Sony can reward shareholders by narrowing its portfolio, Hirai said in his first meeting with reporters after being named to lead the company. He didn’t elaborate. Hirai said he will present his business plans later, though he reaffirmed his commitment to TVs.
“Unless we steer drastically toward reform, we may confront a situation where decision-making comes with enormous pain,” Hirai said yesterday in his first interaction with reporters after he was named to lead the company. “If we hold back, we cannot take a step forward.”
The world’s third-largest maker of televisions may project an operating profit of about 200 billion yen in the fiscal year that starts in April as the company won’t repeat one-time costs that hurt profits this year, Chief Financial Officer Masaru Kato said yesterday.
This year, Sony had one-time losses of about 70 billion yen because of Japan’s March 11 earthquake, as much as 70 billion yen because of the Thai floods, and 63 billion yen from the sale of its stake in the Samsung venture, Kato said.
Hirai, 51, who worked in Sony’s music and entertainment divisions, established his reputation by turning around the PlayStation unit and edged out three other candidates with engineering backgrounds for the top job.

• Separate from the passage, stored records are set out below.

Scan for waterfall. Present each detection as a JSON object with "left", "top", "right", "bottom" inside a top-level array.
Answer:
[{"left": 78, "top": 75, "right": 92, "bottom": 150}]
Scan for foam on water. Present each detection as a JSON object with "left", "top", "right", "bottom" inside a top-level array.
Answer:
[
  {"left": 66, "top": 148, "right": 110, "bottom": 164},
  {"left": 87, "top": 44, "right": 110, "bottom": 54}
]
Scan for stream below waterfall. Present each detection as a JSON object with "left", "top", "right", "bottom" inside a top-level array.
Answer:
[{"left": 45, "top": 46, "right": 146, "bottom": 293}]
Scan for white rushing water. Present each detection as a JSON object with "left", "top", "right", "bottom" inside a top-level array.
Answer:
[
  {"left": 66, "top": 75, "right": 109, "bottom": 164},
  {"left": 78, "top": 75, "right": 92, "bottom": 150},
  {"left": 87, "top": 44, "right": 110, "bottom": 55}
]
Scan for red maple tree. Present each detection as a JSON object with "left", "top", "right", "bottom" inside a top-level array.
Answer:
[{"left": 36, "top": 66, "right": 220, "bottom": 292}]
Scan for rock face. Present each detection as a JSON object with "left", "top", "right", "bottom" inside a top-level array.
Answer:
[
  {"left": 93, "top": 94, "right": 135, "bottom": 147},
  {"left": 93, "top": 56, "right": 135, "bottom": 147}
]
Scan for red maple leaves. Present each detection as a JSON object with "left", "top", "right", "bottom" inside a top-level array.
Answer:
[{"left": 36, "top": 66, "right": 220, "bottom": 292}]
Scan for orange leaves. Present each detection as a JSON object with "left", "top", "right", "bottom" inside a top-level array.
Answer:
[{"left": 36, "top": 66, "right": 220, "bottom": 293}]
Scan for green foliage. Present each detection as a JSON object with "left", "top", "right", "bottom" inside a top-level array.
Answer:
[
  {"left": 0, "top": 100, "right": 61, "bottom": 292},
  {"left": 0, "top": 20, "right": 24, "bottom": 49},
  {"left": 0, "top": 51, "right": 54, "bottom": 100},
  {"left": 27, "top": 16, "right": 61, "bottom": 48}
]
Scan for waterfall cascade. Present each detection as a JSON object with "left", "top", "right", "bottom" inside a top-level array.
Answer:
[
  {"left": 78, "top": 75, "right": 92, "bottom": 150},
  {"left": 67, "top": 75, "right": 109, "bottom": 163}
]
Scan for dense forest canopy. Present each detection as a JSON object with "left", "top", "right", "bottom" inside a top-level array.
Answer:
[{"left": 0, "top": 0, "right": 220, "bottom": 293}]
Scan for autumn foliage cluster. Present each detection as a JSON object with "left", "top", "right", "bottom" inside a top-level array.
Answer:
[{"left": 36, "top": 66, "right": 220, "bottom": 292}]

Stringer, 69, will become chairman of the board after a shareholders meeting in June, Sony said earlier this week.
‘Sense of Urgency’
“We weren’t able to select areas where we want to concentrate, so we ended up keeping products that became commoditized,” Hirai said. “We want to make our focus clear soon.”

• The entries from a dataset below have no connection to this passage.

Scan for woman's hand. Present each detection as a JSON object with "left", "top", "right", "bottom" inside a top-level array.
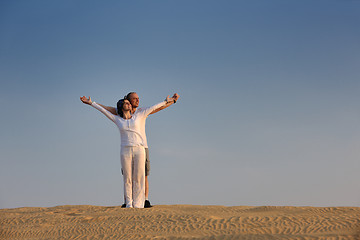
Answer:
[{"left": 80, "top": 96, "right": 92, "bottom": 105}]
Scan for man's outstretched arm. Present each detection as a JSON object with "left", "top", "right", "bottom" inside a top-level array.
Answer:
[
  {"left": 98, "top": 103, "right": 117, "bottom": 115},
  {"left": 150, "top": 93, "right": 180, "bottom": 114}
]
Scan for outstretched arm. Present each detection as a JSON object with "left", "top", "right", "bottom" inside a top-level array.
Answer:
[
  {"left": 80, "top": 96, "right": 115, "bottom": 122},
  {"left": 150, "top": 93, "right": 179, "bottom": 114},
  {"left": 97, "top": 103, "right": 117, "bottom": 115}
]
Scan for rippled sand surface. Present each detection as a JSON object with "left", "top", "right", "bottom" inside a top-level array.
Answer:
[{"left": 0, "top": 205, "right": 360, "bottom": 240}]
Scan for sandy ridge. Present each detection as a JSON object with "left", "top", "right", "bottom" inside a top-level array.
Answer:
[{"left": 0, "top": 205, "right": 360, "bottom": 240}]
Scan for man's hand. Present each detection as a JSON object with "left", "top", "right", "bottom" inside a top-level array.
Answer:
[
  {"left": 173, "top": 93, "right": 180, "bottom": 101},
  {"left": 80, "top": 96, "right": 92, "bottom": 105}
]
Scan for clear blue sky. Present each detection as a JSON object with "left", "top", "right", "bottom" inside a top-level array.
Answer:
[{"left": 0, "top": 0, "right": 360, "bottom": 208}]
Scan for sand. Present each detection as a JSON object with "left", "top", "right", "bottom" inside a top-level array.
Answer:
[{"left": 0, "top": 205, "right": 360, "bottom": 240}]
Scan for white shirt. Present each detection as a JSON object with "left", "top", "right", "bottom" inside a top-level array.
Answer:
[{"left": 91, "top": 101, "right": 166, "bottom": 147}]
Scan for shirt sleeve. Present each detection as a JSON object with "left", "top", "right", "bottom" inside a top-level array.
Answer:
[
  {"left": 142, "top": 101, "right": 166, "bottom": 116},
  {"left": 91, "top": 102, "right": 115, "bottom": 123}
]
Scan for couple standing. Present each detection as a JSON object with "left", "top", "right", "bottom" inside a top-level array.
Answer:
[{"left": 80, "top": 92, "right": 179, "bottom": 208}]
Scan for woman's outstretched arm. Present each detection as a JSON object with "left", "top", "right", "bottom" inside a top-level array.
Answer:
[
  {"left": 80, "top": 96, "right": 115, "bottom": 123},
  {"left": 150, "top": 93, "right": 179, "bottom": 114}
]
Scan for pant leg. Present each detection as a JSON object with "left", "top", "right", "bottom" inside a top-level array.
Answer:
[
  {"left": 120, "top": 147, "right": 133, "bottom": 208},
  {"left": 132, "top": 147, "right": 145, "bottom": 208}
]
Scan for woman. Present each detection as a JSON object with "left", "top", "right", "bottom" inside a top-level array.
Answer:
[{"left": 80, "top": 96, "right": 173, "bottom": 208}]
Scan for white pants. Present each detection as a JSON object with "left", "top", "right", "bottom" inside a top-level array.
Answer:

During a joint news conference yesterday, Hirai reaffirmed his commitment to TVs. The world’s No. 3 maker is maintaining a sales target of 20 million sets, though the business may lose between 220 billion yen and 230 billion yen, including the cost of exiting the venture with Samsung, Kato said.
“Hirai shared a sense of urgency by commenting that the company will act quickly once a decision has been made by a unified management, it will make painful decisions, and that Sony has no time to spare,” Yuji Fujimori, a Tokyo-based analyst at Barclays Plc, wrote in a note to clients today. “Next is the company’s execution ability.”